La respuesta se hizo esperar, pues costaba creer que ella fuese tan poco consciente de su propia brillantez, de su propia grandeza. Por eso él sostuvo su media sonrisa, porque no podía evitar conmoverse ante tanta ingenuidad de parte de alguien tan extraordinario como ella.
—¿Qué hay de ti, Ann? —Se limitó a preguntar— ¿Crees que sea así? ¿Crees que exista algo más allá de todo esto?
Annelien respiró hondo, como si hubiese estado esperando esa pregunta durante toda la noche. Miró nuevamente hacia el vasto firmamento y las palabras casi desbordaron solas de sus labios.

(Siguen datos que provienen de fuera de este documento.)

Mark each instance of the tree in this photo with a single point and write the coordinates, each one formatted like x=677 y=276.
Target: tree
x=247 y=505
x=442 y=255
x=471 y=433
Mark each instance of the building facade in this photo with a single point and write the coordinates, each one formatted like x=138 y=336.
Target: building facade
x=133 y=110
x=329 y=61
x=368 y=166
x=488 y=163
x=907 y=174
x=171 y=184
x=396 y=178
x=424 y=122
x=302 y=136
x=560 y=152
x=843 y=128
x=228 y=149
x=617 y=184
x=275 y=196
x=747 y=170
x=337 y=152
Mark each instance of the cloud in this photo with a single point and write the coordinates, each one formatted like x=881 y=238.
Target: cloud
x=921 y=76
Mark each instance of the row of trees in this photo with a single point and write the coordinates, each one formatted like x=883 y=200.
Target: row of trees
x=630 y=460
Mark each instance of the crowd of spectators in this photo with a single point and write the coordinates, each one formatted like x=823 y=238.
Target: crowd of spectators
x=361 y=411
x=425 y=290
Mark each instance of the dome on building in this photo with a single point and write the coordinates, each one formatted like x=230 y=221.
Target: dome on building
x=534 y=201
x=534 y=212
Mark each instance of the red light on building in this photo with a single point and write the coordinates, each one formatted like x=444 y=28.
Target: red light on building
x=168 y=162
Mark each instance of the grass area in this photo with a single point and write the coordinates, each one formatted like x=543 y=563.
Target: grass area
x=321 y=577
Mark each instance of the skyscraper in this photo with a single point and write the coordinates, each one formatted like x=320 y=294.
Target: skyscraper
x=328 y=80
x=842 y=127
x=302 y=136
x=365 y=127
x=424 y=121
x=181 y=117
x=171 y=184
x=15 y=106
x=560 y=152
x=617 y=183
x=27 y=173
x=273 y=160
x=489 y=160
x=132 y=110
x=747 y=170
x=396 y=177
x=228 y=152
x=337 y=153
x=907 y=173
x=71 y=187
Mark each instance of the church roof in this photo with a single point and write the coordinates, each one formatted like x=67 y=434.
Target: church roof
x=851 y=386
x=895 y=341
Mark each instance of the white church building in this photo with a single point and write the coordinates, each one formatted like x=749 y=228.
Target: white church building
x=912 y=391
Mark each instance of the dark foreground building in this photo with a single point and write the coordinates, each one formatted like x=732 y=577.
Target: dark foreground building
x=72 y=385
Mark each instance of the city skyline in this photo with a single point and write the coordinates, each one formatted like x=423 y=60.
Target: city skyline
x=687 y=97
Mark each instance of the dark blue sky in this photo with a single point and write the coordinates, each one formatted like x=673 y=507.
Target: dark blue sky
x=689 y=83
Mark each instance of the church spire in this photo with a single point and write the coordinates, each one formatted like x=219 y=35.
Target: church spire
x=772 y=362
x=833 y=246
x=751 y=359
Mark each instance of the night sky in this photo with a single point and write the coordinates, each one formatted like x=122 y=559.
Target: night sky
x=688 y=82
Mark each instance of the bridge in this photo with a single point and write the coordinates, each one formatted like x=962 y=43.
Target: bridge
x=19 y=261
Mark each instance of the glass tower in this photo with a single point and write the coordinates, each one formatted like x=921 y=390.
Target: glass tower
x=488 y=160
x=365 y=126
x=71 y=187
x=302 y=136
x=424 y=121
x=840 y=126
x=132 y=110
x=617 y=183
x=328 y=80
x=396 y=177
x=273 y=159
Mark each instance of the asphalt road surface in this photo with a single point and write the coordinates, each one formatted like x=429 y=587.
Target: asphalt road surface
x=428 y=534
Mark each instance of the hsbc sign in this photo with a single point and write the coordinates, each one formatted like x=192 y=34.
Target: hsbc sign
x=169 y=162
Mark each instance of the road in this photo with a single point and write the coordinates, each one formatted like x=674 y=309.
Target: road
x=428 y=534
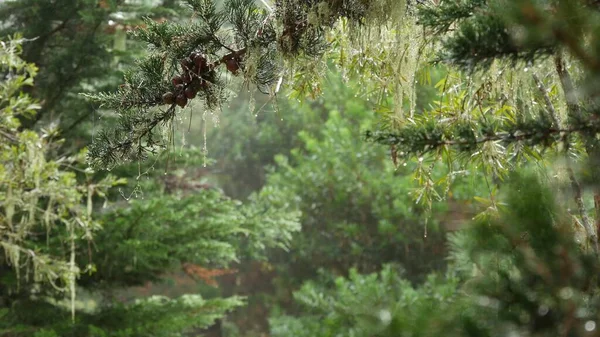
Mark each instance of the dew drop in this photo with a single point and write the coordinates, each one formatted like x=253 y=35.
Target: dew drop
x=590 y=326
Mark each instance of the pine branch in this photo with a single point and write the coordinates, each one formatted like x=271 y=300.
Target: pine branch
x=416 y=141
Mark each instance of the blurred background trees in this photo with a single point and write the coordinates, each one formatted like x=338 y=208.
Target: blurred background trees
x=261 y=208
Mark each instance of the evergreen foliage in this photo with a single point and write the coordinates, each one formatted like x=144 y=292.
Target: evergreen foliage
x=522 y=274
x=39 y=195
x=57 y=259
x=78 y=46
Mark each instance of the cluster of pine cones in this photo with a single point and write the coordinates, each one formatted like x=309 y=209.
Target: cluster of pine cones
x=190 y=81
x=195 y=71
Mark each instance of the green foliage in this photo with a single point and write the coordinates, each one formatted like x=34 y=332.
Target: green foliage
x=153 y=316
x=79 y=46
x=39 y=195
x=365 y=305
x=143 y=241
x=528 y=277
x=357 y=208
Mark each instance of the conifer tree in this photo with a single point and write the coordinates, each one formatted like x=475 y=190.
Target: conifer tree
x=57 y=248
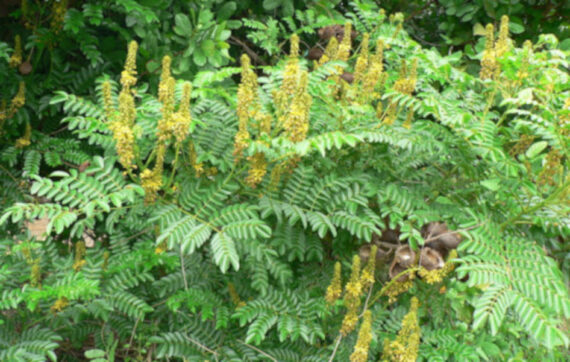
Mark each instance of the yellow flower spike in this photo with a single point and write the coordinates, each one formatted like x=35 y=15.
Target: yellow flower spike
x=331 y=51
x=79 y=259
x=346 y=43
x=59 y=305
x=257 y=169
x=334 y=290
x=362 y=60
x=408 y=122
x=108 y=101
x=294 y=49
x=488 y=61
x=360 y=353
x=128 y=76
x=16 y=57
x=502 y=45
x=367 y=277
x=164 y=77
x=406 y=346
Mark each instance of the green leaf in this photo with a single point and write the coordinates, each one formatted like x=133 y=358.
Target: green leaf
x=536 y=149
x=95 y=353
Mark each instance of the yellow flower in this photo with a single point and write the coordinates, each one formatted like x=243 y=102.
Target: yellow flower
x=59 y=305
x=128 y=76
x=16 y=57
x=362 y=60
x=360 y=353
x=335 y=289
x=502 y=45
x=79 y=260
x=108 y=101
x=406 y=346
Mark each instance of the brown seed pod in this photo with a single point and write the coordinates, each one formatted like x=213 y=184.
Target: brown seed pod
x=439 y=236
x=25 y=68
x=396 y=269
x=405 y=256
x=315 y=53
x=431 y=259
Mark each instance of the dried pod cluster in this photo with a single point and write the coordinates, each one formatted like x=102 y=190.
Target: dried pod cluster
x=439 y=240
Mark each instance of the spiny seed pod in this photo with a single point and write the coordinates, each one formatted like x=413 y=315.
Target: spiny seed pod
x=431 y=259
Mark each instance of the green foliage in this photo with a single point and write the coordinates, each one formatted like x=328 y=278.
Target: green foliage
x=215 y=264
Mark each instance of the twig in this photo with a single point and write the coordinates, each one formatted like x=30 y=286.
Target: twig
x=258 y=350
x=339 y=338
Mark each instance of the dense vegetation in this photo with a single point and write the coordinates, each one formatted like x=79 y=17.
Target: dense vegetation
x=284 y=180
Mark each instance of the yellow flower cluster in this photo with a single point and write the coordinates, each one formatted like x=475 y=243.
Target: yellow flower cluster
x=362 y=61
x=360 y=353
x=353 y=290
x=128 y=75
x=257 y=169
x=406 y=83
x=247 y=92
x=397 y=288
x=374 y=74
x=334 y=290
x=79 y=260
x=16 y=57
x=58 y=11
x=59 y=305
x=503 y=42
x=108 y=101
x=406 y=346
x=343 y=52
x=296 y=124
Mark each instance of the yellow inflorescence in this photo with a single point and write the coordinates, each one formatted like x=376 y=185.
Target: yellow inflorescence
x=346 y=43
x=79 y=260
x=108 y=101
x=362 y=60
x=128 y=76
x=59 y=305
x=503 y=45
x=257 y=169
x=488 y=61
x=353 y=290
x=360 y=353
x=247 y=91
x=334 y=290
x=296 y=124
x=16 y=57
x=374 y=73
x=406 y=346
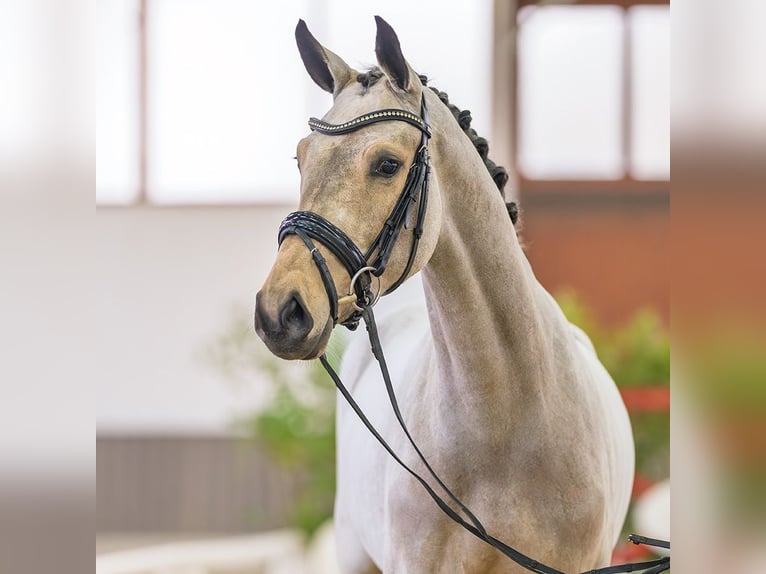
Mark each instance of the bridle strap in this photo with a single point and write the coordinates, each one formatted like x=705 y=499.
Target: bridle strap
x=475 y=527
x=314 y=226
x=386 y=115
x=324 y=273
x=308 y=225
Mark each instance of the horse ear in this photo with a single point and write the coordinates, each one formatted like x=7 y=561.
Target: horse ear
x=389 y=54
x=327 y=70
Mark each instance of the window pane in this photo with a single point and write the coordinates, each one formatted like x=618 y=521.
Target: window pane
x=650 y=136
x=226 y=101
x=117 y=103
x=570 y=92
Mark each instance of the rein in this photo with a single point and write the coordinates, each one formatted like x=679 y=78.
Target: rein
x=361 y=267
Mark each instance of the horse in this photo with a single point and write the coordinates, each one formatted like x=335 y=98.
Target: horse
x=505 y=397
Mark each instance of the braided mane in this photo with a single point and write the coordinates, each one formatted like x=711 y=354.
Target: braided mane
x=463 y=117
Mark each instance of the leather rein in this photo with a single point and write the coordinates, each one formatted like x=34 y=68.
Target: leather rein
x=361 y=268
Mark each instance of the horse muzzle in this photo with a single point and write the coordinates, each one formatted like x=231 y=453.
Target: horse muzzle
x=286 y=326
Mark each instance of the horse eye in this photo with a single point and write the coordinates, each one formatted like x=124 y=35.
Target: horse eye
x=388 y=167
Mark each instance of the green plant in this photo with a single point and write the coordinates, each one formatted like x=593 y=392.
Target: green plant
x=297 y=425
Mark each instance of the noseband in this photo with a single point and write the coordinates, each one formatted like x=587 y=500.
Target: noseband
x=361 y=267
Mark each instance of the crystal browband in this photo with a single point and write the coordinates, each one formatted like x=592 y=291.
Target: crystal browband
x=373 y=117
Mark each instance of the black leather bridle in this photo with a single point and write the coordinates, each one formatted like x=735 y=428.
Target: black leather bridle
x=361 y=267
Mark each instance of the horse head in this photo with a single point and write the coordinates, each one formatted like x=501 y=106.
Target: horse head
x=364 y=177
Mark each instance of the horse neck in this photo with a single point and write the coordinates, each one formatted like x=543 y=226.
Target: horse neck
x=489 y=316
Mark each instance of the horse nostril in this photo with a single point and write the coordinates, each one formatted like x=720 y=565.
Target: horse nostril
x=294 y=317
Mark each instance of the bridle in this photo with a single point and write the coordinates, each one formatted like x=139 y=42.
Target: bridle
x=361 y=267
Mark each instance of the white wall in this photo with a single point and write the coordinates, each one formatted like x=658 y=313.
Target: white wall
x=171 y=281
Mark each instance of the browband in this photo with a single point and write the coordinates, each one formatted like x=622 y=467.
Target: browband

—No existe un infierno hecho de fuego, ni un paraíso en medio del cielo. En cambio, todo cuanto existe son luces y sombras; si está vivo proviene de la luz, y si muere va hacia la sombra.
Él estaba contrariado. En principio, las palabras de Ann parecían carecer de toda lógica, pero su forma de exponer sus ideas le hacía comprender todo a la perfección. Estaba embelesado, sin desear nada distinto a que ella prosiguiera en su explicación. Guardó silencio y se limitó a escuchar.
—Todo el universo se reduce a puntos luminosos, que a la distancia exacta brindan las condiciones necesarias para que la vida surja. Junto a esos puntos, hay espacios donde no hay nada, donde la vida puede haber existido en algún momento, pero en el presente solo hay oscuridad.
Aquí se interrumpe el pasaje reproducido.